Dans l’aile nord de l’ancienne école Ruault-Récamier, est implanté le Musée des Ecoles

Dans une ancienne école de filles du quartier de l’Hôtel-de-Ville, l’école Ruault, s’est installé le Musée des écoles de Lille, qui, comme son nom l’indique, témoigne de la réalité scolaire passée de de la ville. Mais, les missions de son association-support vont bien au-delà…

Si l’on est pas prévenu, on peut passer devant, rue Frédéric Mottez, et ne pas le voir. Une simple plaque indique son existence. Bien entendu, l’imposante façade trahit l’usage scolaire de ce bâtiment, typique de la fin du XIXe siècle. Cette ancienne école Ruault-Récamier était l’école des filles de ce secteur du quartier Saint-Sauveur. Elle se composait de huit classes primaires avec, en plus, trois classes de « maternelle infantile » dites aussi « Petite Ecole ». Les écoles lilloises de l’époque se ressemblaient toutes. Elles étaient souvent l’œuvre de deux hommes : Alfred Mongy, le chef du service des travaux municipaux – qui s’illustrera ensuite dans les travaux du Grand Boulevard, au point de donner son nom au tramway qui le dessert – et  Alexandre Walare, architecte en cour à la Mairie. A cette période, la ville connaît un développement économique et démographique considérable. Les besoins en matière d’infrastructure scolaire suivent cette évolution. Aujourd’hui, l’endroit est en passe de devenir le lieu d’hébergement de la Police Municipale. Le Musée se trouve dans une partie de l’aile-nord du bâtiment. C’est un lieu unique à Lille et dans sa région. 

Dans la classe-musée 1930, Michel Bodin, le président de l’association, « le Denier de l’école laïque » se transforme en instituteur du temps jadis.

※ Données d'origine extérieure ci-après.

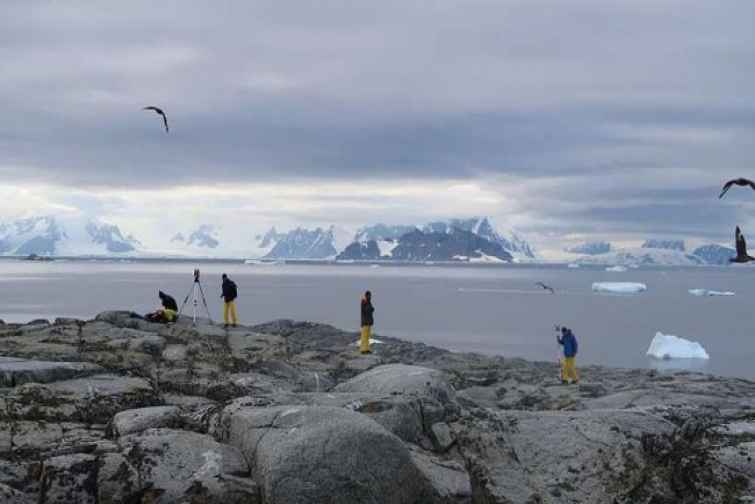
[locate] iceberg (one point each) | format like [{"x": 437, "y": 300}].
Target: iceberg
[
  {"x": 373, "y": 341},
  {"x": 616, "y": 269},
  {"x": 706, "y": 292},
  {"x": 666, "y": 346},
  {"x": 619, "y": 287}
]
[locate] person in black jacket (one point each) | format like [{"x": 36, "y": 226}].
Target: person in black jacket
[
  {"x": 168, "y": 312},
  {"x": 368, "y": 321},
  {"x": 229, "y": 295}
]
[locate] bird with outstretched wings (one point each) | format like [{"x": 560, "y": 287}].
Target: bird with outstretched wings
[
  {"x": 740, "y": 182},
  {"x": 741, "y": 244},
  {"x": 159, "y": 111},
  {"x": 545, "y": 287}
]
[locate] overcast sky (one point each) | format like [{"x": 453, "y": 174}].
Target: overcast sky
[{"x": 569, "y": 120}]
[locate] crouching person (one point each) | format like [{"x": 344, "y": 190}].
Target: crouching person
[
  {"x": 168, "y": 312},
  {"x": 368, "y": 321}
]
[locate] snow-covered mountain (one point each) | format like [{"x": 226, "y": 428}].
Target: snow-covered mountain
[
  {"x": 665, "y": 245},
  {"x": 640, "y": 256},
  {"x": 512, "y": 243},
  {"x": 590, "y": 248},
  {"x": 205, "y": 236},
  {"x": 715, "y": 254},
  {"x": 382, "y": 232},
  {"x": 269, "y": 239},
  {"x": 64, "y": 236},
  {"x": 302, "y": 243},
  {"x": 452, "y": 244}
]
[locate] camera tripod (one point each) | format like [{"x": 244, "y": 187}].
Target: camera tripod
[{"x": 195, "y": 291}]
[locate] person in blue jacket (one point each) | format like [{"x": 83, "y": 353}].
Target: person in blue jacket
[{"x": 568, "y": 366}]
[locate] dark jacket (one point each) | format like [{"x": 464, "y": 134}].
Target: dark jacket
[
  {"x": 229, "y": 290},
  {"x": 569, "y": 342},
  {"x": 367, "y": 311},
  {"x": 168, "y": 302}
]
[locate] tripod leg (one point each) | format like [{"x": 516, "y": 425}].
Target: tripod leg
[{"x": 204, "y": 301}]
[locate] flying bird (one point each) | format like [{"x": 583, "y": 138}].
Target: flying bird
[
  {"x": 740, "y": 182},
  {"x": 159, "y": 111},
  {"x": 742, "y": 256},
  {"x": 545, "y": 287}
]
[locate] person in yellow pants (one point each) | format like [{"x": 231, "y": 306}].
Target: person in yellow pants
[
  {"x": 229, "y": 295},
  {"x": 368, "y": 320},
  {"x": 568, "y": 365}
]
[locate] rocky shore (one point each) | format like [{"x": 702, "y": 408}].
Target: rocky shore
[{"x": 119, "y": 410}]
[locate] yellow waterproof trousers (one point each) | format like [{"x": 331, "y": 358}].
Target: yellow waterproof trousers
[
  {"x": 229, "y": 308},
  {"x": 569, "y": 370},
  {"x": 364, "y": 341}
]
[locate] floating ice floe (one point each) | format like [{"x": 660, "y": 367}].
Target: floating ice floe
[
  {"x": 372, "y": 342},
  {"x": 666, "y": 346},
  {"x": 619, "y": 287},
  {"x": 616, "y": 269},
  {"x": 706, "y": 292}
]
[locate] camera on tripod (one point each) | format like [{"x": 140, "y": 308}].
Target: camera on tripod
[{"x": 195, "y": 293}]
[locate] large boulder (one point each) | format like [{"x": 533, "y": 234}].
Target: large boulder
[
  {"x": 89, "y": 400},
  {"x": 325, "y": 454},
  {"x": 436, "y": 397},
  {"x": 586, "y": 456},
  {"x": 69, "y": 478},
  {"x": 401, "y": 379},
  {"x": 141, "y": 419},
  {"x": 165, "y": 466}
]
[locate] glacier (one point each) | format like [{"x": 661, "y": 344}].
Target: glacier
[
  {"x": 706, "y": 292},
  {"x": 667, "y": 346},
  {"x": 619, "y": 287}
]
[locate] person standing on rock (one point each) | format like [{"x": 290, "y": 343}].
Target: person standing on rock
[
  {"x": 568, "y": 365},
  {"x": 229, "y": 295},
  {"x": 367, "y": 322}
]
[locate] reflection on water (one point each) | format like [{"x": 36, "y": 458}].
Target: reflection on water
[
  {"x": 497, "y": 310},
  {"x": 700, "y": 365}
]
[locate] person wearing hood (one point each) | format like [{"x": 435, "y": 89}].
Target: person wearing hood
[
  {"x": 568, "y": 366},
  {"x": 229, "y": 295},
  {"x": 367, "y": 321},
  {"x": 168, "y": 312}
]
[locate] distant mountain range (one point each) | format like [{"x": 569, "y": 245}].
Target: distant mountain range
[
  {"x": 203, "y": 236},
  {"x": 465, "y": 240},
  {"x": 453, "y": 244},
  {"x": 590, "y": 248},
  {"x": 303, "y": 243},
  {"x": 64, "y": 236}
]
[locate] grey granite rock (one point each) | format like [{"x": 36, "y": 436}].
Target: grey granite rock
[{"x": 323, "y": 454}]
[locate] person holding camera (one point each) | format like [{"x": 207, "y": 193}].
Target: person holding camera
[
  {"x": 568, "y": 366},
  {"x": 229, "y": 295}
]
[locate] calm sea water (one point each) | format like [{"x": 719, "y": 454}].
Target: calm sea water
[{"x": 495, "y": 310}]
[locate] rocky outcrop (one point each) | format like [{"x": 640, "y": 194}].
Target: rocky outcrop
[{"x": 119, "y": 410}]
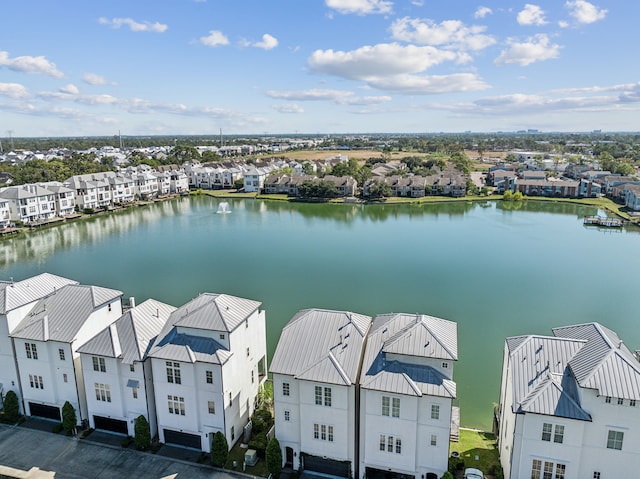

On y conserve les reliques et les souvenirs de plus d’un siècle d’activité scolaire. Les collections du « Musée de l’Ecole » sont impressionnantes. Pas moins de 5000 livres s’y trouvent, mais aussi les outils de toutes les époques : cartes de géographie, planches de sciences, projecteurs de diapositives, objets usuels de la classe (plumes, plumiers, encriers, ardoises) ainsi que de plus étonnants comme ces fusils qui servaient aux élèves à faire de « l’exercice » pendant la période qui a précédé la Première guerre mondiale ! Le « clou » du musée est sans conteste cette « classe 1930 », soigneusement reconstituée. Tout y est : le poêle au fond de la classe, les pupitres en bois, le tableau noir, l’estrade qui permet au maître de surplomber les élèves. Seul, le « bonnet d’âne » est caché dans le pupitre du maître pour ne pas effaroucher le visiteur. Cet endroit permet un véritable voyage dans le temps.  Les élèves découvrent tandis que les adultes redécouvrent la bonne vieille école du temps jadis. L’écolier d’un jour, après avoir enfilé sa blouse, peut, armé de sa plume « Sergent Major » s’adonner aux plaisirs de la calligraphie, avec pleins et déliés, et les doigts tachés d’encre violette dont il faut plusieurs jours pour s’en débarrasser. Lignes d’écriture pour les petits… ou dictée d’époque pour les grands sont un grand plaisir pour ces écoliers d’occasion, menés de « main de Maître » par l’un des animateurs experts de l’Association. 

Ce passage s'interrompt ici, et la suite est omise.